West Virginia Solicitor General Lindsay See, who represents the states, told the 11th Circuit panel on Tuesday that the rule is unclear about what it means to “directly or indirectly” offset tax cuts with relief funds.

The ambiguity leaves states on uncertain ground, without an understanding of how they can avoid being asked to repay the money due to an indirect offset of net tax revenue, See argued.

U.S. Circuit Judge Robert Luck, a Trump appointee, questioned the attorneys about whether the mandate was specific enough to allow states to understand the agreement they were getting into.

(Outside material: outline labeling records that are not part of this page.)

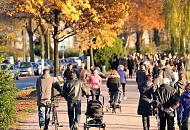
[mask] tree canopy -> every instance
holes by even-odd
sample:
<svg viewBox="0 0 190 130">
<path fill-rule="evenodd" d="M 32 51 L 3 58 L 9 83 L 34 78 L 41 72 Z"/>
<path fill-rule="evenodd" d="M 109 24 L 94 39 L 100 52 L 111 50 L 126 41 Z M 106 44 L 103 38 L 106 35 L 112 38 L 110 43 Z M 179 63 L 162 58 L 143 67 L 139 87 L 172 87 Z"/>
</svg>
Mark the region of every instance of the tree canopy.
<svg viewBox="0 0 190 130">
<path fill-rule="evenodd" d="M 166 27 L 171 36 L 173 52 L 187 51 L 190 34 L 190 1 L 165 0 Z"/>
</svg>

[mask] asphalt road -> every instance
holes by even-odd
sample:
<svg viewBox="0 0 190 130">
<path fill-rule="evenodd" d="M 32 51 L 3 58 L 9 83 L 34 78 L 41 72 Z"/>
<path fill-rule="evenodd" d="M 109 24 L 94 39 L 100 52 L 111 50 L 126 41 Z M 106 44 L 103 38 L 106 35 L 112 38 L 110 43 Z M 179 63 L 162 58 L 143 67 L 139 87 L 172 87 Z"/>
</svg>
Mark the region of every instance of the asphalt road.
<svg viewBox="0 0 190 130">
<path fill-rule="evenodd" d="M 19 77 L 19 80 L 15 80 L 17 89 L 25 89 L 28 87 L 35 87 L 38 76 Z"/>
</svg>

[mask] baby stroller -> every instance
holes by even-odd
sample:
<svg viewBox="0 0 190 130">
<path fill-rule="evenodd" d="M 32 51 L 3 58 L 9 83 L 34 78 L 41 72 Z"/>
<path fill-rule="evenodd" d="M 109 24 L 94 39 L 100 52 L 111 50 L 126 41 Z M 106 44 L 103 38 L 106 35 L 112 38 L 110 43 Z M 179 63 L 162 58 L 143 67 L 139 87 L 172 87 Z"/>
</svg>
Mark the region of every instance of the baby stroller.
<svg viewBox="0 0 190 130">
<path fill-rule="evenodd" d="M 116 109 L 119 109 L 120 112 L 122 112 L 121 109 L 121 91 L 117 92 L 110 92 L 110 101 L 109 105 L 106 106 L 106 112 L 111 111 L 112 113 L 116 113 Z"/>
<path fill-rule="evenodd" d="M 92 97 L 92 96 L 89 96 Z M 103 106 L 104 97 L 102 97 L 103 102 L 98 100 L 89 100 L 87 98 L 87 111 L 86 111 L 86 123 L 84 123 L 84 130 L 89 130 L 91 127 L 102 128 L 105 130 L 106 125 L 103 121 Z"/>
</svg>

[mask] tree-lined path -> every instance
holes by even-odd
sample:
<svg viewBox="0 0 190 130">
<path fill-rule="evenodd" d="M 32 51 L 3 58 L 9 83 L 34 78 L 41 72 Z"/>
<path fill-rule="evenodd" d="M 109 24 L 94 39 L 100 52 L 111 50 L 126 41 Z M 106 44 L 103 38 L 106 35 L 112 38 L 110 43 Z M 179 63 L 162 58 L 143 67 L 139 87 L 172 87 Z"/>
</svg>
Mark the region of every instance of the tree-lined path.
<svg viewBox="0 0 190 130">
<path fill-rule="evenodd" d="M 102 94 L 105 96 L 105 107 L 108 105 L 109 97 L 105 84 L 102 86 Z M 107 130 L 142 130 L 141 117 L 136 113 L 138 106 L 139 93 L 137 85 L 134 79 L 129 79 L 127 83 L 127 99 L 122 101 L 122 112 L 119 111 L 116 114 L 112 112 L 105 112 L 104 121 L 106 123 Z M 69 130 L 68 117 L 67 117 L 67 106 L 63 99 L 59 99 L 60 106 L 58 108 L 59 121 L 64 127 L 60 127 L 60 130 Z M 105 108 L 104 107 L 104 108 Z M 80 128 L 83 129 L 85 122 L 85 111 L 86 111 L 86 99 L 82 101 L 82 115 Z M 156 130 L 155 117 L 151 118 L 151 130 Z M 20 123 L 18 130 L 39 130 L 37 111 L 34 111 L 28 115 L 26 121 Z M 53 130 L 50 124 L 49 130 Z M 91 130 L 96 130 L 92 128 Z"/>
</svg>

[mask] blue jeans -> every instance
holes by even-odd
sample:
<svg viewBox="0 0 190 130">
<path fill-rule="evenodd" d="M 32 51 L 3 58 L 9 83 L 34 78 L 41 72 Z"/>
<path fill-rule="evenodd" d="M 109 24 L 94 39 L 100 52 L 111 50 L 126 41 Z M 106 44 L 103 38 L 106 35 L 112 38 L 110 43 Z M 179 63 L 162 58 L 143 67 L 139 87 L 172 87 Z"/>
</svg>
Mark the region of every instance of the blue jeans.
<svg viewBox="0 0 190 130">
<path fill-rule="evenodd" d="M 51 112 L 50 106 L 38 106 L 39 125 L 40 128 L 44 126 L 45 127 L 44 130 L 48 130 L 48 125 L 50 121 L 50 112 Z"/>
<path fill-rule="evenodd" d="M 74 125 L 78 125 L 80 122 L 81 115 L 81 101 L 67 101 L 68 106 L 68 116 L 69 116 L 69 126 L 70 128 Z"/>
</svg>

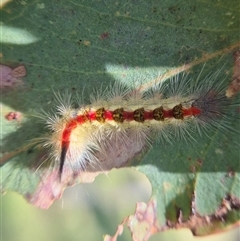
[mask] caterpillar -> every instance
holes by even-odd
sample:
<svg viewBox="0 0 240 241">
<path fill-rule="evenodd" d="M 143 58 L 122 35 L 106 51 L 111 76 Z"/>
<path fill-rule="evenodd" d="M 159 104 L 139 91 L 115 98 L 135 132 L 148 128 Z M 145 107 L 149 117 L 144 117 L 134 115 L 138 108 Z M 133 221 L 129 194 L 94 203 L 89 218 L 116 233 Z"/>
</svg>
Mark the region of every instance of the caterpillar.
<svg viewBox="0 0 240 241">
<path fill-rule="evenodd" d="M 203 79 L 199 74 L 196 80 L 179 74 L 146 91 L 115 83 L 77 108 L 71 95 L 55 94 L 56 113 L 47 116 L 51 133 L 44 137 L 43 146 L 59 164 L 60 179 L 65 165 L 73 170 L 100 165 L 96 153 L 108 155 L 118 145 L 125 151 L 134 142 L 144 149 L 156 138 L 172 142 L 194 139 L 209 128 L 231 129 L 228 108 L 239 98 L 226 97 L 226 81 L 220 73 Z"/>
</svg>

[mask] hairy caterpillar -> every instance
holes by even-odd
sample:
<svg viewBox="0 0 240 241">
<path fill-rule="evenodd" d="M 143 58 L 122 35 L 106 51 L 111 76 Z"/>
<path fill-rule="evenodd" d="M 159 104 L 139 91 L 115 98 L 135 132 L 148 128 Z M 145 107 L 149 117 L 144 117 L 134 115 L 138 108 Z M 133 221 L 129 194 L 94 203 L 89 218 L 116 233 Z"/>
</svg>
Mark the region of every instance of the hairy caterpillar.
<svg viewBox="0 0 240 241">
<path fill-rule="evenodd" d="M 231 129 L 227 114 L 238 98 L 227 98 L 226 83 L 220 71 L 197 80 L 177 75 L 168 82 L 156 83 L 150 90 L 130 89 L 114 84 L 90 96 L 90 103 L 73 108 L 71 96 L 56 94 L 56 114 L 47 117 L 51 131 L 44 138 L 50 158 L 64 166 L 84 170 L 100 165 L 96 153 L 108 155 L 130 143 L 144 148 L 156 138 L 194 139 L 208 128 Z M 219 119 L 223 121 L 219 125 Z"/>
</svg>

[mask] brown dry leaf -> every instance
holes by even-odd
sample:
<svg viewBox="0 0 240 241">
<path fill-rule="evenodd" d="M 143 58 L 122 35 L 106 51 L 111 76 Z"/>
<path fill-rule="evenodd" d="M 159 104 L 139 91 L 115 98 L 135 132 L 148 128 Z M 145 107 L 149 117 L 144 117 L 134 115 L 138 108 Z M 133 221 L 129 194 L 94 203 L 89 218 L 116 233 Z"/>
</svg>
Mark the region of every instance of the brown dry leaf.
<svg viewBox="0 0 240 241">
<path fill-rule="evenodd" d="M 125 218 L 118 226 L 115 235 L 112 237 L 106 235 L 104 241 L 116 241 L 123 232 L 124 224 L 127 224 L 131 230 L 133 241 L 147 241 L 153 234 L 160 231 L 156 208 L 156 200 L 150 200 L 147 204 L 137 203 L 135 214 Z"/>
</svg>

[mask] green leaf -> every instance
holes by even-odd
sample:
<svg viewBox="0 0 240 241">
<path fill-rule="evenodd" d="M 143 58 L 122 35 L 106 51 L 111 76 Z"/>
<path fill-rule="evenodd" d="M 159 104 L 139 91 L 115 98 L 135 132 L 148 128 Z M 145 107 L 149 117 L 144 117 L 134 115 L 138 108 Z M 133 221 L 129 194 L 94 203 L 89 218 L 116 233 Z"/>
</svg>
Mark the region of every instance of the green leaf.
<svg viewBox="0 0 240 241">
<path fill-rule="evenodd" d="M 114 82 L 151 86 L 159 74 L 171 77 L 189 69 L 194 79 L 206 62 L 201 76 L 223 64 L 225 73 L 240 46 L 238 6 L 236 0 L 7 4 L 1 10 L 1 63 L 24 65 L 27 76 L 21 86 L 2 88 L 1 191 L 17 191 L 47 208 L 66 186 L 79 182 L 71 177 L 54 186 L 57 171 L 44 162 L 46 150 L 29 145 L 46 132 L 35 116 L 54 109 L 53 91 L 81 96 L 84 90 L 89 99 L 93 88 Z M 21 120 L 6 120 L 11 111 L 20 112 Z M 231 113 L 236 116 L 235 107 Z M 238 128 L 239 119 L 232 117 L 236 133 L 214 129 L 208 136 L 194 136 L 196 142 L 156 143 L 143 159 L 134 150 L 121 160 L 135 157 L 134 164 L 151 181 L 161 225 L 176 222 L 179 210 L 186 221 L 193 201 L 200 215 L 212 215 L 227 195 L 240 198 Z M 109 169 L 116 166 L 110 163 Z M 96 175 L 87 173 L 82 180 Z"/>
</svg>

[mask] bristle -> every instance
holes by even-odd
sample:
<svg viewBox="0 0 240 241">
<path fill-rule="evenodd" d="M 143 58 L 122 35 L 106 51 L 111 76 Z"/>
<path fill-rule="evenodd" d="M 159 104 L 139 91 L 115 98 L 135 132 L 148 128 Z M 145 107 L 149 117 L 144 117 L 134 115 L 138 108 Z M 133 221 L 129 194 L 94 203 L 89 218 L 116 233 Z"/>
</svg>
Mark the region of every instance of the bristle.
<svg viewBox="0 0 240 241">
<path fill-rule="evenodd" d="M 231 100 L 225 97 L 221 78 L 219 72 L 203 81 L 177 75 L 145 93 L 116 83 L 92 94 L 91 104 L 81 103 L 79 109 L 72 108 L 71 97 L 55 94 L 57 114 L 48 117 L 53 134 L 45 145 L 60 163 L 59 175 L 65 164 L 80 170 L 86 165 L 100 166 L 95 153 L 107 155 L 118 145 L 126 150 L 132 142 L 149 146 L 156 137 L 192 141 L 195 133 L 202 135 L 222 118 L 222 128 L 228 128 Z"/>
</svg>

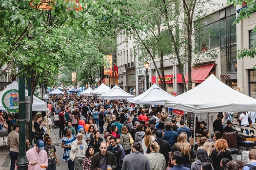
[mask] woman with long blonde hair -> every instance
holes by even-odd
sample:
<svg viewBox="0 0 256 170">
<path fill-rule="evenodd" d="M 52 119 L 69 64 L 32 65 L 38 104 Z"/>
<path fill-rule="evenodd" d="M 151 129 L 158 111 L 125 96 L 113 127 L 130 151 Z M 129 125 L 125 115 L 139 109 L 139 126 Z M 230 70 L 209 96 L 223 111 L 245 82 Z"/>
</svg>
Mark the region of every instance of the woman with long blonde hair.
<svg viewBox="0 0 256 170">
<path fill-rule="evenodd" d="M 179 134 L 177 142 L 173 145 L 175 151 L 179 151 L 183 154 L 182 165 L 185 167 L 191 168 L 190 158 L 195 159 L 197 157 L 192 147 L 187 140 L 187 136 L 183 133 Z"/>
<path fill-rule="evenodd" d="M 145 137 L 142 139 L 141 142 L 141 147 L 143 150 L 144 154 L 146 154 L 147 149 L 150 143 L 155 140 L 155 138 L 152 136 L 151 130 L 149 128 L 147 128 L 145 131 Z"/>
</svg>

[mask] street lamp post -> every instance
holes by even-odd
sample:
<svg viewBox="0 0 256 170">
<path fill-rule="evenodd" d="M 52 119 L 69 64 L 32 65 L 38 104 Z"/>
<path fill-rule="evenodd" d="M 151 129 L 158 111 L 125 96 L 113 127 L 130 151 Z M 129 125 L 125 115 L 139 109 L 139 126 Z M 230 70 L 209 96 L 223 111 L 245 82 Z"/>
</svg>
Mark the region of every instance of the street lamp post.
<svg viewBox="0 0 256 170">
<path fill-rule="evenodd" d="M 146 90 L 148 89 L 148 69 L 149 67 L 149 63 L 148 62 L 145 63 L 145 68 L 146 68 Z"/>
</svg>

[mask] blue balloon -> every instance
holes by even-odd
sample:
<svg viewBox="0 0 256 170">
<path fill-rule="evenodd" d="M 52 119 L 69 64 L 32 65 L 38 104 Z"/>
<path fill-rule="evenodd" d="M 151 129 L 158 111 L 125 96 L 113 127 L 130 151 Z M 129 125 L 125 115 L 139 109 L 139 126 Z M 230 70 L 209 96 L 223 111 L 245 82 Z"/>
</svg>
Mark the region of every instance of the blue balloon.
<svg viewBox="0 0 256 170">
<path fill-rule="evenodd" d="M 78 126 L 78 131 L 79 131 L 79 129 L 81 129 L 81 128 L 83 128 L 83 130 L 84 130 L 84 127 L 82 126 L 82 125 L 79 125 Z"/>
</svg>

Winik argued that a regulation put forward by the Treasury Department in January should have cleared up any confusion. He added that Congress is not obligated to spell out the details of how a condition should be applied.

But Luck appeared unconvinced. “There has to be some ascertainable basis to see what that net reduction is,” the judge said. “How could states possibly know?”

Luck also said regulations might not be enough to “fit the bill” due to their ephemerality, noting that policies can change depending on who is in office.

Winik put forward that states could naturally measure a reduction by comparing pre-pandemic budget numbers.

But See told the panel that the regulation to clarify the restriction is “not legally relevant.”

“Under the spending clause, Congress must speak clearly,” See said. “The rule of law has to be clear from the law itself… We’re not arguing that regulations can’t clear up some details. But it’s not clear from the statute what the baseline is going to be.”

Even with the regulation, See said the states “still don’t know what it means to cut taxes with ARPA funds.”

Luck was joined on the panel by fellow Trump appointee U.S. Circuit Judge Andrew Brasher and Senior U.S. Circuit Judge Ed Carnes, a George H.W. Bush appointee.

The panel did not indicate when it will make a decision in the case.